All TLR9-dependent responses were completely abolished in BM-DCs, BM-macrophages, and B cells from mice lacking PRAT4A (Figs. 1–3,23). Because TLR9 resides in the ER, N-linked oligosaccharides remain immature and are all cleaved by endoH treatment (15, 16). TLR9 may differ from cell-surface TLRs in a way requiring PRAT4A. To address a molecular mechanism by which PRAT4A controls TLR9, we first studied physical association between these two molecules. We were able to detect PRAT4A coprecipitation with TLR9, whereas coprecipitation of TLR9-GFP with PRAT4A-hemagglutinin (HA) was very weak (Fig. S3 A). TLR9-GFP and short hairpin RNA (shRNA) targeting PRAT4A (shPRAT4A) were both expressed in the M12 B cell line. A 75% silencing effect was confirmed by real-time RT-PCR (Fig. S3 B). The TLR9-GFP protein in cells expressing shPRAT4A was still detectable by flow cytometry (Fig. S3 C). We studied the subcellular distribution of TLR9 in the absence of CpG-B stimulation. Given that TLR9 is an ER-resident protein, TLR9-GFP was compared with an ER marker. Colocalization of TLR9-GFP with an ER marker was not affected by shPRAT4A (Fig. 4 D, a and e). Upon CpG-B stimulation, TLR9 was reported to redistribute from the ER to CpG-B DNA–containing lysosomes (15, 16). To see if PRAT4A was required for ligand-induced TLR9 trafficking, M12 cells expressing TLR9-GFP were stimulated with CpG-B, and the subcellular distribution of TLR9-GFP was studied (Fig. 4 D). TLR9-GFP in control cells relocated out of the ER after 2 h of stimulation with CpG-B, whereas TLR9-GFP in M12 cells expressing shPRAT4A remained colocalized with an ER marker (Fig. 4 D, compare b with f). Relocated TLR9 in control M12 cells was colocalized with a lysosome marker and with internalized CpG-B conjugated with rhodamine (Fig. 4 D, c and d), indicating the egress of TLR9 from the ER and its ligand–receptor interaction in lysosomes. In sharp contrast, TLR9-GFP in M12 cells expressing shPRAT4A remained colocalized with an ER marker but not with a lysosome marker or CpG-B–rhodamine (Fig. 4 D, f–h). shPRAT4A did not influence internalization of CpG-B or its trafficking to lyososmes (Fig. 4 D, d and h). These results clearly demonstrate a requirement for PRAT4A in ligand-induced relocation of TLR9 from the ER to lysosomes. Collectively with the results regarding TLR4 and TLR1, TLRs seem to be unable to mature in the ER or to egress from the ER in the absence of PRAT4A.
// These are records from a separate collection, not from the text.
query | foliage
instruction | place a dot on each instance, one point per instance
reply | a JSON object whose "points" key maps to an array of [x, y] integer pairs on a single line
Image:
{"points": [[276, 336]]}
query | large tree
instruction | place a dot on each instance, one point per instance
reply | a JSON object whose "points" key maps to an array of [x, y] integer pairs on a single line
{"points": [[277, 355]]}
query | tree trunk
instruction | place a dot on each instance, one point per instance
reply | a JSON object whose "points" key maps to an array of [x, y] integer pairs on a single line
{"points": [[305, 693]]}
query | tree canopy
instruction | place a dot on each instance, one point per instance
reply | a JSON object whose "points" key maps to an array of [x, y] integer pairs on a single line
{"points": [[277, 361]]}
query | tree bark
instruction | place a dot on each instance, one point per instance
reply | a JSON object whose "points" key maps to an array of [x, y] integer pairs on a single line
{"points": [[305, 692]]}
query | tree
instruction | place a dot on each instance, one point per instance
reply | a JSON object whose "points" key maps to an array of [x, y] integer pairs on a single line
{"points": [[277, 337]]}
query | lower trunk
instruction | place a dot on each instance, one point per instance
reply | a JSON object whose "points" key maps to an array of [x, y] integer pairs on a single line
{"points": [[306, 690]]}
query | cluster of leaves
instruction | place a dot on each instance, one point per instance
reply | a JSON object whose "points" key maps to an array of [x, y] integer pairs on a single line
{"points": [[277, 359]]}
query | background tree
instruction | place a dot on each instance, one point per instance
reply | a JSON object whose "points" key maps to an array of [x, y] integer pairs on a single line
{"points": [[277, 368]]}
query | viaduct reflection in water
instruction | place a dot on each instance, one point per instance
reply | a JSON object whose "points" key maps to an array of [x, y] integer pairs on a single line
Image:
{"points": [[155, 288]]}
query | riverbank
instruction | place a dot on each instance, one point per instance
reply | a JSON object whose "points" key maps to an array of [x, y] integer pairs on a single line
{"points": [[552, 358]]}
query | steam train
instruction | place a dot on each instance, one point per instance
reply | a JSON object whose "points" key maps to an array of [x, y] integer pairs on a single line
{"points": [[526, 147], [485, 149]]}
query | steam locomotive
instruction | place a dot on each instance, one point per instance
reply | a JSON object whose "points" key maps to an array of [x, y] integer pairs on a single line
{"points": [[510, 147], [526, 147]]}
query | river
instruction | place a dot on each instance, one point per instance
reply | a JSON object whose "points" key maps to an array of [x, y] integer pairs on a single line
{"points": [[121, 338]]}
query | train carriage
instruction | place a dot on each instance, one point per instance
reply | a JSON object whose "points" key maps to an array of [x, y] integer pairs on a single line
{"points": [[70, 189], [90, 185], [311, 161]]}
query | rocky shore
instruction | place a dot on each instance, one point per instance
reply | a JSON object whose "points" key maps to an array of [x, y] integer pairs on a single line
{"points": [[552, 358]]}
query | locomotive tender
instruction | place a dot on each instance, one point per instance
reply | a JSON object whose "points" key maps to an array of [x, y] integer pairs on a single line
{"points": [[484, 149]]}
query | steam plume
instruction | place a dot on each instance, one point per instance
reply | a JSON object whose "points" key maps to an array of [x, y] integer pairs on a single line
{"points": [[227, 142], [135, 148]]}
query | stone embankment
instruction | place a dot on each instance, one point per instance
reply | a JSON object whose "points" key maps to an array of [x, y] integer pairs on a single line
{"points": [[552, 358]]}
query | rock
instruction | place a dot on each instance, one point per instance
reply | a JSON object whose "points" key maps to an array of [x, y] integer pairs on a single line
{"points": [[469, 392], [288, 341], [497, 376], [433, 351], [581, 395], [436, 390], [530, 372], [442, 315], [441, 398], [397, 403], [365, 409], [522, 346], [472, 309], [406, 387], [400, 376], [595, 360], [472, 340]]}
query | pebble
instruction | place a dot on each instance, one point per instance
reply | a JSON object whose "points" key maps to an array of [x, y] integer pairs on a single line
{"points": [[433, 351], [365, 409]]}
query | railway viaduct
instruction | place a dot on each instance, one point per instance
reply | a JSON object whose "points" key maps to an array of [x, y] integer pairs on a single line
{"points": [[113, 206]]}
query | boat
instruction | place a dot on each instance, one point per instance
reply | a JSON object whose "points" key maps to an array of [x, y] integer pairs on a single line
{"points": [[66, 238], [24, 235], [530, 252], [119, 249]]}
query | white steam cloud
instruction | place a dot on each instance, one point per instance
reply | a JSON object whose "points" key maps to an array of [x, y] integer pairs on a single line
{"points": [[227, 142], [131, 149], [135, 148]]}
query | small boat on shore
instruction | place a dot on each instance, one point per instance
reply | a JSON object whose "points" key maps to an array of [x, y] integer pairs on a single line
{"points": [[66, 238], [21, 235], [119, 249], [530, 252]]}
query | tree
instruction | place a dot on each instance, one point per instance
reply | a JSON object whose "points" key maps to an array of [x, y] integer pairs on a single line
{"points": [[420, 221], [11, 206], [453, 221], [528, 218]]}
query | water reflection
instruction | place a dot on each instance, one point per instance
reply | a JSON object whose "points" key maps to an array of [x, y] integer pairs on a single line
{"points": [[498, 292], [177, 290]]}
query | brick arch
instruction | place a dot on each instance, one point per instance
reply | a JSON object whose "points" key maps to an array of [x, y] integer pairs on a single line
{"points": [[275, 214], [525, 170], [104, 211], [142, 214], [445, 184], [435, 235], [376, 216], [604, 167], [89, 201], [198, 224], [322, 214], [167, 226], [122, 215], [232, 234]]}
PRAT4A-independent signaling in response to lipid A or a lipopeptide

Some PRAT4A-independent responses were seen in response to LPS or lipopeptides, and this was particularly the case with BM-DCs (Fig. 1). Therefore, we studied signaling events upon stimulation with lipid A, PCSK, or CpG-B (Fig. 5 A). Lipid A–induced IκBα degradation was apparently inhibited, whereas IFN regulatory factor (IRF) 3 and mitogen-activated protein kinase phosphorylation were partially impaired in PRAT4A−/− BM-DCs. After PCSK stimulation, phosphorylation of extracellular signal-regulated kinase 1/2 and p38 was apparently delayed, and c-Jun N-terminal kinase 1/2 phosphorylation was impaired in PRAT4A−/− BM-DCs. CpG-B was distinct from these two TLR ligands in that all of the signaling pathways studied were completely abolished in PRAT4A−/− BM-DCs. TLR9 was completely dependent on PRAT4A, whereas TLR4 and TLR2 were still able to signal in the absence of PRAT4A. PRAT4A-independent lipid A responses were most obvious in up-regulation of the CD86 co-stimulatory molecule. BM-DCs were induced from BM chimeric mice and stimulated with lipid A, lipopeptides, CpG-B, and poly(I:C). Poly(I:C) and lipid A were most potent in inducing CD86 up-regulation, and no alteration was seen between PRAT4A+/− or PRAT4A−/− cells (Fig. 5 B). A lipopeptide (FSL-1) weakly induced CD86 up-regulation in both PRAT4A+/− and PRAT4A−/− mice. The other lipopeptides, PCSK and CpG, weakly induced CD86 only in PRAT4A+/− cells.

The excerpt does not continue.